Not Ready for Prime Time
There’s an episode of the Seinfeld television program in which Kramer decides he wants to be a corporate executive and manages to find an empty office with a large company. He begins showing up for work even though he is never officially hired and doesn’t get paid.
He’s dressed in a suit and tie—unusual for Kramer—and attends meetings and goes out for drinks with the other execs after work. But when push comes to shove, his “boss” realizes that Kramer has no idea what he’s doing. “It’s almost as if you have no business training at all,” says the boss.
Well, that seems to be the case with lots of the player development execs and casino hosts on the Las Vegas Strip. The big companies—Wynn Resorts, MGM Resorts, Resorts World Las Vegas and others—have paid millions of dollars in fines for failing to prevent money laundering and for violating “know your customers—KYC”
regulations. Lots of this occurred after the federal government had warned the industry that it needed to tighten up the way it processes money.
But Nevada regulators had no clue that this was happening until the IRS and Homeland Security indicted several officials at Resorts World Las Vegas. Scott Sibella, a highly respected former MGM executive and RWLV CEO, became the poster boy for wrongdoing. But he was only following the processes that were being practiced at MGM properties for years.
The indictments surrounded a group of high-rolling illegal bookmakers, one of whom, Mathew Bowyer, took millions of dollars in illegal bets from the translator for Los Angeles Dodgers star Shohei Ohtani, who was using Ohtani’s own money. Millions of dollars were reportedly funneled through the casinos by the bookmakers in a way that suggested money laundering.
I was a dealer at the Golden Nugget in Atlantic City in the mid-1980s when the IRS instituted a law that casinos had to report buy-ins of more than $10,000. Before that, the cash was flying across the tables without any oversight, to the delight of the casinos and the players, who might play one hand and walk away with freshly laundered money.
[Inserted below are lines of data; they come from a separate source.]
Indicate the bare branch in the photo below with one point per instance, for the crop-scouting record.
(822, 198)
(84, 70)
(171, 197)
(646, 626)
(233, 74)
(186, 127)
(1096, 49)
Afterwards, the pit bosses and supervisors were very diligent in reporting any large buy-in.
So what happened in the intervening years, even with a stern warning from the IRS in the mid-2010s? If pit bosses and supervisors knew the rules back in the ’80s, you can be sure player development and casino hosts were well aware of the pitfalls of taking large deposits without notifying state regulators and the IRS.
The fact that this practice was so widespread is disturbing. And the millions of dollars paid in fines dwarfs the amount the casinos likely made from those nefarious deposits—even with Wynn forfeiting more than $130 million to the U.S. Justice Department in addition to the $5.5 million fine issued by Nevada regulators.
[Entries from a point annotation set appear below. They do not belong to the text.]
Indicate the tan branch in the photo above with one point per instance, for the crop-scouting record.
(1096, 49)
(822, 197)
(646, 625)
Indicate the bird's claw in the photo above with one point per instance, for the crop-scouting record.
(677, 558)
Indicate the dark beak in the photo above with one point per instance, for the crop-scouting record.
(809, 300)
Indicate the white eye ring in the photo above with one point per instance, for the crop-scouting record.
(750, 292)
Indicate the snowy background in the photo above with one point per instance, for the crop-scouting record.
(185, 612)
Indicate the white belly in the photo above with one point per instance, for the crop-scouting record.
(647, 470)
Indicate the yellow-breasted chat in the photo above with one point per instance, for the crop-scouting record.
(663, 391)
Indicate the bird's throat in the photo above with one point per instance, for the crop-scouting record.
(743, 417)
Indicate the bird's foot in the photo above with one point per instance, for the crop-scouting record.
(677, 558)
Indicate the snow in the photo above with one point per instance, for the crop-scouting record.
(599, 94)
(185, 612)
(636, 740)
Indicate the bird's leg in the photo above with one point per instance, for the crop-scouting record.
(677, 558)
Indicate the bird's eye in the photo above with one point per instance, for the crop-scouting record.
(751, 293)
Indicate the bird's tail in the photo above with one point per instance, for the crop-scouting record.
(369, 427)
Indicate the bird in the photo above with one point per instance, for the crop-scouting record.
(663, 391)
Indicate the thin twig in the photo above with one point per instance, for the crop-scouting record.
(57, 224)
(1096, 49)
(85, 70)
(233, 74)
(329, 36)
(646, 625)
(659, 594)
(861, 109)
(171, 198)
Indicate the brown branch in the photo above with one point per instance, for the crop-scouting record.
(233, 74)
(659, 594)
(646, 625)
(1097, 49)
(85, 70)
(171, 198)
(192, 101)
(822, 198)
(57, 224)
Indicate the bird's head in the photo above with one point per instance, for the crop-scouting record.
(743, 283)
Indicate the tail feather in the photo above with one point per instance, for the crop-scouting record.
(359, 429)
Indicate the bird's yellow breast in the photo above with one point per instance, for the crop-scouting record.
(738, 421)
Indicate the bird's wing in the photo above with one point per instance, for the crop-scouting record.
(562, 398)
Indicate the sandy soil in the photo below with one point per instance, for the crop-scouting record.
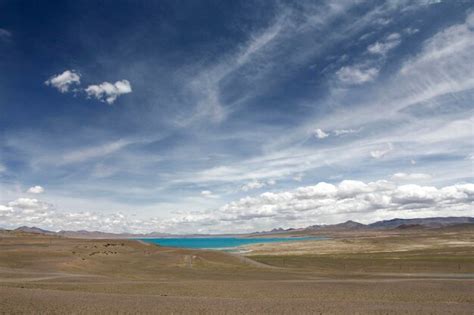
(348, 274)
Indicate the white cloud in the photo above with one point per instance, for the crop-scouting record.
(340, 132)
(410, 176)
(208, 194)
(64, 80)
(29, 204)
(384, 46)
(257, 184)
(357, 74)
(320, 134)
(109, 92)
(380, 153)
(303, 206)
(36, 190)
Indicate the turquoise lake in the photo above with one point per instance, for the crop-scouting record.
(221, 242)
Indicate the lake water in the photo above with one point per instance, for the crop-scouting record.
(221, 242)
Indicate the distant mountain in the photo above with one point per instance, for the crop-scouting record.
(425, 222)
(348, 225)
(401, 224)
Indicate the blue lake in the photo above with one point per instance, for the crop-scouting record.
(221, 242)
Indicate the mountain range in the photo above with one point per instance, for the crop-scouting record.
(350, 225)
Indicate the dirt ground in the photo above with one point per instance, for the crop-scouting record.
(401, 272)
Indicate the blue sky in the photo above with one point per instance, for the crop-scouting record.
(234, 116)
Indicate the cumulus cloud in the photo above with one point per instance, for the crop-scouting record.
(303, 206)
(257, 184)
(64, 81)
(340, 132)
(208, 194)
(410, 176)
(384, 46)
(29, 204)
(109, 92)
(357, 74)
(320, 134)
(36, 190)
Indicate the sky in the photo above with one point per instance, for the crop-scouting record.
(234, 116)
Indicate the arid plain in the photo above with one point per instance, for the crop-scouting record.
(415, 271)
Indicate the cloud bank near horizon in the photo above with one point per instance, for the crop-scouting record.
(322, 203)
(212, 119)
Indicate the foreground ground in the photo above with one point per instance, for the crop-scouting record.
(414, 271)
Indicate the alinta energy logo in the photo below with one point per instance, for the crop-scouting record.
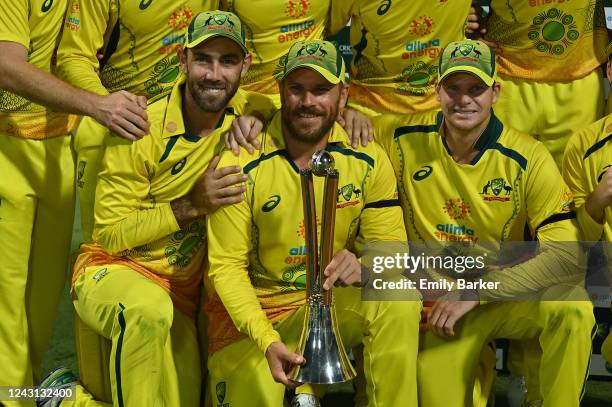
(496, 189)
(553, 31)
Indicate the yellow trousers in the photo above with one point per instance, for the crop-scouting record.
(36, 214)
(551, 112)
(239, 374)
(562, 328)
(154, 357)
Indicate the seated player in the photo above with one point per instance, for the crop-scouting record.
(487, 181)
(256, 301)
(587, 169)
(139, 283)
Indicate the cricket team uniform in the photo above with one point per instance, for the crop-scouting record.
(139, 40)
(396, 46)
(271, 28)
(511, 183)
(548, 67)
(587, 157)
(36, 200)
(257, 273)
(139, 284)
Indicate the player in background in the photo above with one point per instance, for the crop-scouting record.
(139, 282)
(36, 192)
(501, 180)
(587, 169)
(256, 308)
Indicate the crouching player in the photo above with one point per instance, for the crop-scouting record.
(139, 283)
(488, 181)
(587, 169)
(256, 302)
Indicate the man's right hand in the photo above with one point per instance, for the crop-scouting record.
(215, 188)
(282, 362)
(601, 198)
(123, 113)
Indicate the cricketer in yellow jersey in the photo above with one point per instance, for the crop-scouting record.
(139, 43)
(587, 170)
(453, 157)
(36, 195)
(257, 275)
(139, 283)
(549, 51)
(396, 46)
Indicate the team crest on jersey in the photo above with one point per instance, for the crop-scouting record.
(496, 189)
(297, 8)
(456, 208)
(421, 26)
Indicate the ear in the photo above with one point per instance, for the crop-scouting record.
(246, 64)
(181, 53)
(496, 89)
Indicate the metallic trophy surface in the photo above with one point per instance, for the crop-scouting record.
(320, 342)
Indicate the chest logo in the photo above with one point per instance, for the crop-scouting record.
(423, 173)
(271, 203)
(496, 189)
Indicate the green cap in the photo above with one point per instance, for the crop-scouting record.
(470, 56)
(321, 56)
(210, 24)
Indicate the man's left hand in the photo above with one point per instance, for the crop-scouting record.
(448, 309)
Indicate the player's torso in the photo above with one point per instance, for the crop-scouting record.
(449, 202)
(271, 28)
(278, 255)
(396, 46)
(18, 116)
(548, 40)
(141, 44)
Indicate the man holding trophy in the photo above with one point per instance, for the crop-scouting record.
(259, 250)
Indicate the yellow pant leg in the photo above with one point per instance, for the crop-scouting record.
(36, 212)
(563, 329)
(154, 356)
(551, 112)
(89, 148)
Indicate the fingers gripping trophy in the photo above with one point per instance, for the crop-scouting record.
(320, 341)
In a hearing about the $8.5 million fine imposed by the Nevada Gaming Control Board, MGM executives claimed they had a good AML compliance program in place. “But we could do better.”
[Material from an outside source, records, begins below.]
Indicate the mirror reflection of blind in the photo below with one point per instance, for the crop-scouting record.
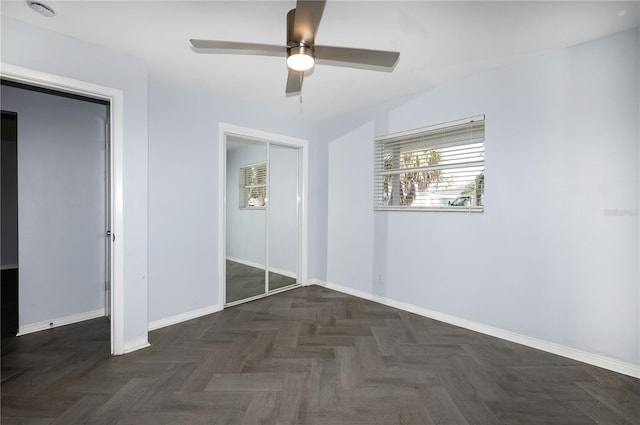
(431, 168)
(253, 185)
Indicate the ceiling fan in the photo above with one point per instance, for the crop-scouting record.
(301, 51)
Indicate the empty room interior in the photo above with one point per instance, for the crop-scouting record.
(320, 212)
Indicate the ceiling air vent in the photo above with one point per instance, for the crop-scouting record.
(43, 7)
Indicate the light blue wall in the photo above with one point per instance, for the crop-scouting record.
(30, 47)
(183, 191)
(555, 255)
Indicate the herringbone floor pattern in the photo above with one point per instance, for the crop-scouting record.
(306, 356)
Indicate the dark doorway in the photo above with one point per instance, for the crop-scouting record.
(9, 223)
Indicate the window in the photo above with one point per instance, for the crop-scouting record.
(438, 168)
(253, 185)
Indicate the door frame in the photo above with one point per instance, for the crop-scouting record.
(225, 130)
(115, 97)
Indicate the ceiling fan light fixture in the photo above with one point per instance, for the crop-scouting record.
(300, 58)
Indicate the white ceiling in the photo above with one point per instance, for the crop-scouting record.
(437, 41)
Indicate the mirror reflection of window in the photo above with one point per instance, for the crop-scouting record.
(253, 185)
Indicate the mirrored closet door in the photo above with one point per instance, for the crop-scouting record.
(262, 218)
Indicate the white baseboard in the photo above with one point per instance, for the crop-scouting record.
(283, 272)
(60, 321)
(550, 347)
(136, 344)
(183, 317)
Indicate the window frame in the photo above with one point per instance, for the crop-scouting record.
(243, 187)
(433, 141)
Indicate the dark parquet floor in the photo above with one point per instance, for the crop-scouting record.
(305, 356)
(245, 281)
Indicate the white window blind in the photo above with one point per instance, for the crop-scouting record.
(253, 185)
(439, 168)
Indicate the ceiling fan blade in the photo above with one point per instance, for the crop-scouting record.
(237, 48)
(307, 20)
(294, 83)
(376, 60)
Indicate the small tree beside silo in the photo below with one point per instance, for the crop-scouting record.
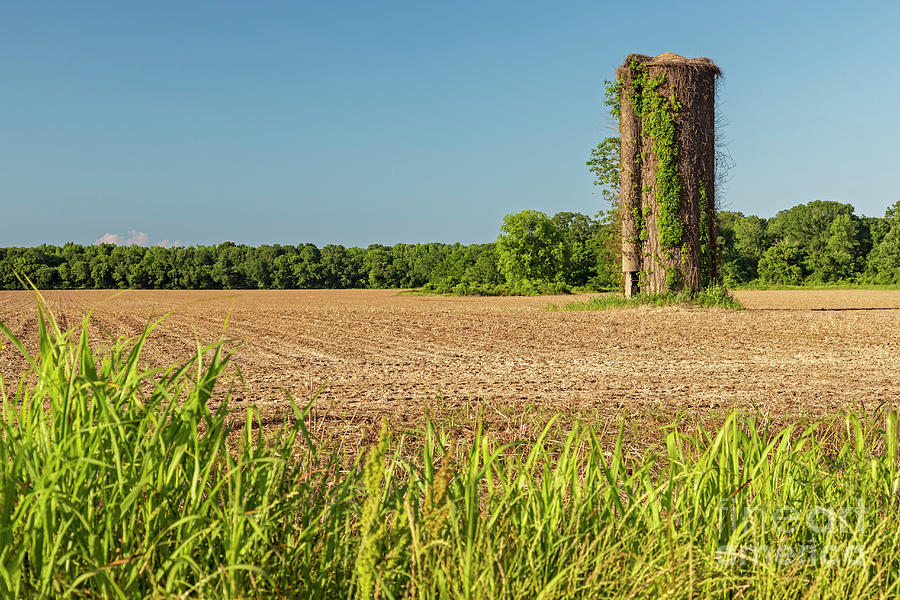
(667, 177)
MGM, and all gaming operators for that matter, will have to do better. You can be sure the IRS is going over all the financial disclosures with a fine-toothed comb, and one misstep could result in millions of dollars of additional fines and possible license revocations.
The Financial Crimes Enforcement Network (FinCEN) also doesn’t fool around. Through its relationship with the Financial Action Task Force (FATF), its focus goes far beyond the U.S. The FATF designates nations that may be hotbeds for money laundering. That in turn affects the ability of those countries to borrow money from the world’s largest banks, so a negative rating from FATF is never a good thing. Inside the U.S., FinCEN enforces FATF ratings, so casinos need to toe the line when it comes to AML, KYC and compliance.
While all casino companies have chief compliance officers, those individuals now need to be empowered to ensure that all customer-facing executives and employees understand laws and regulations and the importance of these issues.
Like security and surveillance, compliance is a non-revenue producing division of companies, and it therefore doesn’t get the attention of divisions that actually produce revenue. But compliance now needs to be at the top of the list for gaming companies, operators and suppliers alike. Because your existence literally depends upon it.